SD20 - Interim Report of the Commission to Study the Funding of Medical and Hospital Care for the Medically Indigent in Virginia

  • Published: 1978
  • Author: Commission to Study the Funding of Medical and Hospital Care for the Medically Indigent in Virginia
  • Enabling Authority: Senate Joint Resolution 154 (Regular Session, 1977)

Executive Summary:

During the 1977 Session of the General Assembly, the Senate and the House of Delegates, in Senate Joint Resolution 154, requested a study of medical and hospital care of the medically indigent in Virginia.

To conduct the study the Commission received an overview from the Joint Legislative Audit and Review Commission staff on public funding of medical care for the indigent and medically indigent. It also heard and received information from the State Department of Health, The State Department of Welfare. the University of Virginia, The Medical College of Virginia, the Virginia Hospital Association and the Eastern Virginia Medical Authority.
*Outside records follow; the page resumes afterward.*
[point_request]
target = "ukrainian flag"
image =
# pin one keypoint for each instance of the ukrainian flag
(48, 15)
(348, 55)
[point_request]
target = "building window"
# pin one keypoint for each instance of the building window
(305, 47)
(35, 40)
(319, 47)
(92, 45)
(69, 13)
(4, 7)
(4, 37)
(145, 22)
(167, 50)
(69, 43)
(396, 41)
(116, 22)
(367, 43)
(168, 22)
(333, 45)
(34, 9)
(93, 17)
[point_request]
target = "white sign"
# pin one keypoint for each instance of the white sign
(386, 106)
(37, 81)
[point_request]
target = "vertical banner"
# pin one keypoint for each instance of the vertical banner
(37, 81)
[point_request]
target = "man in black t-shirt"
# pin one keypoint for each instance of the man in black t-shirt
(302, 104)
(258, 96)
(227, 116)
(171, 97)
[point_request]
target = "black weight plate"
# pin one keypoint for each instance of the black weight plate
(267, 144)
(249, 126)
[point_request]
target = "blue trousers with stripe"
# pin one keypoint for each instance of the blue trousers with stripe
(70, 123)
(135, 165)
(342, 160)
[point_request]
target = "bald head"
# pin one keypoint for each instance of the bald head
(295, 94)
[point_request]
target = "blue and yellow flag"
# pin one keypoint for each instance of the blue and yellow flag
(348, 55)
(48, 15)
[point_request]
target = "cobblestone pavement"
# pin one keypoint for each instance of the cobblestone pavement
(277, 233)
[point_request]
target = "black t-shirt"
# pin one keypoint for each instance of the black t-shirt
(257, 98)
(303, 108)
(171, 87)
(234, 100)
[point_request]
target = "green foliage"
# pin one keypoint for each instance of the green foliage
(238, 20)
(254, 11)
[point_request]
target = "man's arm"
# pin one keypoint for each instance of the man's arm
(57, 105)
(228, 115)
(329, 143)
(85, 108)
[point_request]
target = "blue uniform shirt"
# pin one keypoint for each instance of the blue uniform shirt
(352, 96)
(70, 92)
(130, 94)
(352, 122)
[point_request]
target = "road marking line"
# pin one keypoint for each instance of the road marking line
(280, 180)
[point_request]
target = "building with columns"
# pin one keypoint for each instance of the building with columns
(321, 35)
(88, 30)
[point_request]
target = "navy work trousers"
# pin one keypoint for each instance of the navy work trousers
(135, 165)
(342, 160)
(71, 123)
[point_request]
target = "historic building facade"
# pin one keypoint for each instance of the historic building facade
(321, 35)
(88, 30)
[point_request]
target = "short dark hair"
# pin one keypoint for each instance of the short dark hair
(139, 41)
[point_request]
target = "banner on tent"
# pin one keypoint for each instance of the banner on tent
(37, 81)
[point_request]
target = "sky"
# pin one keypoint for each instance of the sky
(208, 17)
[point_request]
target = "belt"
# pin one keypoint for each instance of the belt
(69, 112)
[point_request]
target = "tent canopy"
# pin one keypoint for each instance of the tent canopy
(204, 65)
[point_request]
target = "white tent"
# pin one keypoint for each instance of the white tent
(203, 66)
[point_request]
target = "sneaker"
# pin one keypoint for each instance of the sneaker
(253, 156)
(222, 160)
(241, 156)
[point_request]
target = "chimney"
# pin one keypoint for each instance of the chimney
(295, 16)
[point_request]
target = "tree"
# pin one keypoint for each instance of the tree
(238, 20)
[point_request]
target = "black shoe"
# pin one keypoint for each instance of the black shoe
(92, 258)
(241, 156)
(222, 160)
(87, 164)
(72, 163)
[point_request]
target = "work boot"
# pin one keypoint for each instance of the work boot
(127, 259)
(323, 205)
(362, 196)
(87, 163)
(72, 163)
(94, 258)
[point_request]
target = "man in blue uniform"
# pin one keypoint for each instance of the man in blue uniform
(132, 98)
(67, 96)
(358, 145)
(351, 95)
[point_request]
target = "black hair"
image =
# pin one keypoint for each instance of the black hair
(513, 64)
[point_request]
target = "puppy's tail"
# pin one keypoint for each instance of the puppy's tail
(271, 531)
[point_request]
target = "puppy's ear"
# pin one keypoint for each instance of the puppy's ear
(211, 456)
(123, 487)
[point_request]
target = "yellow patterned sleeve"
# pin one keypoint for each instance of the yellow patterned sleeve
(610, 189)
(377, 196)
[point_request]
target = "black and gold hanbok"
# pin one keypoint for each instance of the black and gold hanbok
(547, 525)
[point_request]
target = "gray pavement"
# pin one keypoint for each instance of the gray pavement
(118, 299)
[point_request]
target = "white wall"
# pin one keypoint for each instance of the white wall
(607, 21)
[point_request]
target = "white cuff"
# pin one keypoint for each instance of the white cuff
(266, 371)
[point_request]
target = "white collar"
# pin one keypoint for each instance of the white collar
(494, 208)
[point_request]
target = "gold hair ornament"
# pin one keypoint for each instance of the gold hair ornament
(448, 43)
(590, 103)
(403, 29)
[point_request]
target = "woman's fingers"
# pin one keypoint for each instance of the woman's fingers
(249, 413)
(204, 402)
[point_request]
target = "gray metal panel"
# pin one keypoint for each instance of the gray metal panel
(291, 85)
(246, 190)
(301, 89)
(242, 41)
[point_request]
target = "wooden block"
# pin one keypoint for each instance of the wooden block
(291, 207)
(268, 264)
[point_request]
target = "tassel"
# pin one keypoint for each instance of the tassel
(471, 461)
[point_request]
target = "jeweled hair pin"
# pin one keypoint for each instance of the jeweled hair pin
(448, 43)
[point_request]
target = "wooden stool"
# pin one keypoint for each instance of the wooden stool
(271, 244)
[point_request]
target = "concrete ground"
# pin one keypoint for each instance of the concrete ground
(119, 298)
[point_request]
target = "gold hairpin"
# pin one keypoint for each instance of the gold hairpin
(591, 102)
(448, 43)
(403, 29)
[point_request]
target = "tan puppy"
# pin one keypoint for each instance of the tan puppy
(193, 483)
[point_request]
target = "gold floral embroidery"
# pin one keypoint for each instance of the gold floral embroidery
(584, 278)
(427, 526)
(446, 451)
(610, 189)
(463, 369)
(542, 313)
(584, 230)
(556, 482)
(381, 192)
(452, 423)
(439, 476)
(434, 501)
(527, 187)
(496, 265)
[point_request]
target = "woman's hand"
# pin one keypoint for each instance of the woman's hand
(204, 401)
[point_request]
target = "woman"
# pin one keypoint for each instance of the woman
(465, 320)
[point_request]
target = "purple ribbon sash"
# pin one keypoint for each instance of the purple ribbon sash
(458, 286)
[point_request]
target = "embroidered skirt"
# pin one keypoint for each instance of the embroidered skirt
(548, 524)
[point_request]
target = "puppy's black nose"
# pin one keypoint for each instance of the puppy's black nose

Public funds are utilized to subsidize the cost of medical care for the indigent and medically indigent through such programs as Medicaid, Medicare State-local hospitalization, maternal and child health, crippled children, vocational rehabilitation and visually handicapped. Medical care is also provided through services of local health departments. Another source of public funding of medical care for the indigent and medically indigent is the State subsidy of the teaching hospitals of the two State medical schools, the University of Virginia and The Medical College of Virginia.

The medically indigent are those person who do not have sufficient means or insurance to pay the cost of medical care. The State Department of Health estimate that up to one-third of the State's population is medically indigent.